Unfortunately, there is now a wildfire season in BC. Worse, the wildfire season is now in its early stages. This makes it even more crucial for REALTORS(r), to assist clients with managing wildfire risk.
There are some things homeowners can do that will make their homes more resistant to wildfires (check out the FireSmart TMwebsite), but homeowner insurance is what really matters. These are five insurance tips to help you buy and sell during wildfire season.
Wildfires are devastating and unpredictable. They can strike at any time, in any place.
kin is an affordable, flexible, and easy-to-use wildfire insurance that you can buy online. It’s available to everyone, anywhere in the U.S., regardless of your credit history or health status.
1. The 50km radius rule is important.
Most insurance companies won’t make insurance policies binding on properties located within 50 km of active wildfire insurance. There are some insurance companies that will insure homes with wildfires more than 25km from their home, but less than 50k. This is on a case-by-case basis. An insurer might be willing to issue a policy if a wildfire is under control within 50km (shown green on the BC Wildfire Dashboard).
2. When drafting a contract, be aware of wildfire risks
By including a “subject-to-insurance” clause in an offer, buyers can reduce some of the risk of purchasing a wildfire-prone home. The buyer may lose their mortgage if they are unable to secure insurance before the closing date.
This could result in the buyer being unable to close the deal. The Real Estate Council of BC has a sample clause. As always, counsel clients to seek legal advice about adding clauses to their Contract of Purchase and Sale.
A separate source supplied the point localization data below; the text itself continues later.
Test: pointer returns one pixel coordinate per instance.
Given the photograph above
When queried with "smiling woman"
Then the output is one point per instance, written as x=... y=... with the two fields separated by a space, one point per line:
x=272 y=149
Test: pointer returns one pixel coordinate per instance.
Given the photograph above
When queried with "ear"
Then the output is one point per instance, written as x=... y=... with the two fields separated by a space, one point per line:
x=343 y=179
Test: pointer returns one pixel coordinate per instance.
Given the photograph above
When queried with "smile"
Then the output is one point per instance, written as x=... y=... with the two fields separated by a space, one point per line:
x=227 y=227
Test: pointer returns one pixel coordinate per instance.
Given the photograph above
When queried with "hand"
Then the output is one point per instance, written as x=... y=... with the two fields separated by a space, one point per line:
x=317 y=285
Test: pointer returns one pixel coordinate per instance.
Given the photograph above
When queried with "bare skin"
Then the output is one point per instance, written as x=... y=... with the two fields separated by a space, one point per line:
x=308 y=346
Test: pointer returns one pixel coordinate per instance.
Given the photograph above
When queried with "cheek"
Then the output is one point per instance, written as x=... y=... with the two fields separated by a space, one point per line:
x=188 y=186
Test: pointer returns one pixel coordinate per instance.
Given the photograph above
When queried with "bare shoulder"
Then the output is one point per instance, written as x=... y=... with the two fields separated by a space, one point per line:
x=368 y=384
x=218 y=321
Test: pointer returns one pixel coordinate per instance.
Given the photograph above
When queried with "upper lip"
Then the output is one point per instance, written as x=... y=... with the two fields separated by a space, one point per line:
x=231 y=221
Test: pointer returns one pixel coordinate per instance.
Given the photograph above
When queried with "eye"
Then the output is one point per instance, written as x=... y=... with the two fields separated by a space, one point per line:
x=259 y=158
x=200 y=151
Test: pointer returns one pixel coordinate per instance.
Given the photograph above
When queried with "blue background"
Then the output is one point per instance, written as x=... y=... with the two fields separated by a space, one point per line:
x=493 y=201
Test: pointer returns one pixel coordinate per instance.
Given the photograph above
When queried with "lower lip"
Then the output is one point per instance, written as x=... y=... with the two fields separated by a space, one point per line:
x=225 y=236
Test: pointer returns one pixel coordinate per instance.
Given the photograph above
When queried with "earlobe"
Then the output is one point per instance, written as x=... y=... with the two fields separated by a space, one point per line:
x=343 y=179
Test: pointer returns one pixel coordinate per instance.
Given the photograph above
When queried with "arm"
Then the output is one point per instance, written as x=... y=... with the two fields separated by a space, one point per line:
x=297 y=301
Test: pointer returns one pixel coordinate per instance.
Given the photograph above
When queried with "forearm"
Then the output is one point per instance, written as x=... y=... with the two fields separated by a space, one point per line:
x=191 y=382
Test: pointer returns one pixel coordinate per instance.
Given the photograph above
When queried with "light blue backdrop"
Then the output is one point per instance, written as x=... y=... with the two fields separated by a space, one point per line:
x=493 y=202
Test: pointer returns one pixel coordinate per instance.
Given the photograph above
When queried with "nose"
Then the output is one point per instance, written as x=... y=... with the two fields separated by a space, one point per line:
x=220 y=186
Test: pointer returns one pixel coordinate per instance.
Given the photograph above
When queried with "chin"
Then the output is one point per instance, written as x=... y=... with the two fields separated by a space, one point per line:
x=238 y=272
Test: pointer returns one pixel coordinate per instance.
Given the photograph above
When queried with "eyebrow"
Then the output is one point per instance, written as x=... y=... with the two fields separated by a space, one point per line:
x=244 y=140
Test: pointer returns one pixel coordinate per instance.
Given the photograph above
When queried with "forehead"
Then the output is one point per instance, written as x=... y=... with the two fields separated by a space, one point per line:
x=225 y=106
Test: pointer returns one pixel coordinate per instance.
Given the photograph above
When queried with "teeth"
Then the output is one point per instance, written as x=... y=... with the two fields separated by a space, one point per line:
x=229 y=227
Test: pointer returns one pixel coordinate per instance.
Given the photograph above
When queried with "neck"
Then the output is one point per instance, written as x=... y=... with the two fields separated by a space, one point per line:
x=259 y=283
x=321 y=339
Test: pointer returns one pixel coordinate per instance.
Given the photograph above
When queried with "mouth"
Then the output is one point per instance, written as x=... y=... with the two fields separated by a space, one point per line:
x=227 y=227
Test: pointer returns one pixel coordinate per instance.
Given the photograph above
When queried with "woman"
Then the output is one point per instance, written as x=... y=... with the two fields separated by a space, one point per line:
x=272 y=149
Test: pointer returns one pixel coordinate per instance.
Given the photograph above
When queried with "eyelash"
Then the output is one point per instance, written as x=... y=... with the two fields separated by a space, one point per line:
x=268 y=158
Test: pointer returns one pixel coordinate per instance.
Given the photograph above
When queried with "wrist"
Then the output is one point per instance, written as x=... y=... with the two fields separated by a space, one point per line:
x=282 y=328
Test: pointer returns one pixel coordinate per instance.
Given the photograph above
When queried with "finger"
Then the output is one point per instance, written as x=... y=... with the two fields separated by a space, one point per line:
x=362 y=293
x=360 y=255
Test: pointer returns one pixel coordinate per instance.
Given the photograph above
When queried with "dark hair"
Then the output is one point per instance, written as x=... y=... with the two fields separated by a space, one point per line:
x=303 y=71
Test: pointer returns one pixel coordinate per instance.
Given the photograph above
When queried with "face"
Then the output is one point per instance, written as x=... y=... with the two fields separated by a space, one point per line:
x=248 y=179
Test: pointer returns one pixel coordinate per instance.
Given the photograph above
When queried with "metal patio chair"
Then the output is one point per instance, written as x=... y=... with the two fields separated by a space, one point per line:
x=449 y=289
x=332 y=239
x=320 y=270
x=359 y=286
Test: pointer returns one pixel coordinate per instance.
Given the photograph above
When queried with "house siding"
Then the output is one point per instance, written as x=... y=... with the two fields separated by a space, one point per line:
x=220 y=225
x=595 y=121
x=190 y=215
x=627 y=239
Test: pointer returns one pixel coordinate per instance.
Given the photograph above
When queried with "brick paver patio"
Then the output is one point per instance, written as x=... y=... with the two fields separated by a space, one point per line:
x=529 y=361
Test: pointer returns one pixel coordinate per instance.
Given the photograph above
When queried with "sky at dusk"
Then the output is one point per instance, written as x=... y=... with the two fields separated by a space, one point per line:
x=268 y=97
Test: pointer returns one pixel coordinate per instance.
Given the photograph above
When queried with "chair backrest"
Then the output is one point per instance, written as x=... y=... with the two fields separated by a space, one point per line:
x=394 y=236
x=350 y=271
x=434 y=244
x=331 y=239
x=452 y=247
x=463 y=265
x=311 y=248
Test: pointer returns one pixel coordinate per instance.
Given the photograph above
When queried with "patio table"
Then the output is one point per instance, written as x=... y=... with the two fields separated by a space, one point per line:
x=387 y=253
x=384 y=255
A long completion is another way to reduce wildfire risk. A buyer might ask for a fall or other time when wildfire activity has declined to complete the purchase.
3. A “binder” is a document that an insurance provider gives you, and not just a quote.
It is important to know the difference between a quote from an insurer and an insurer “binding” you to a policy. A quote simply summarizes the coverages offered and the price for the annual premium.
An insurance provider that binds an insurance policy means they have issued it and the coverage will take effect at the agreed-upon time. Buyers should ask that the insurer align the closing date with the policy so that coverage becomes active after the sale is complete. A bound offer will not be valid if the closing dates change. The buyer should notify the insurance company to modify the effective date.
The insurer is bound to honor a policy once it has been signed (assuming that there was no misrepresentation by the buyer), even if a fire is set that poses a threat to the home or spreads to other wildfires.
4. Buyers, get insurance as soon as you can!
It’s crucial that buyers begin looking around for insurance as soon as possible, as wildfire season can make it more difficult for them to get it. If a buyer depends on insurance, delays in securing the insurance can slow down the sales process or even lead to a collapse of the deal. Tip 3: Don’t forget to get a binding offer, not just a quote!
5. Get legal advice.
If buyers or sellers are bound by a contract that is legally binding and face the possibility of a sale not being completed or needing extensions, it is important to get legal advice immediately. Reopening a contract is possible by changing the dates. Buyers and sellers should seek legal advice to ensure they are fully aware of their rights.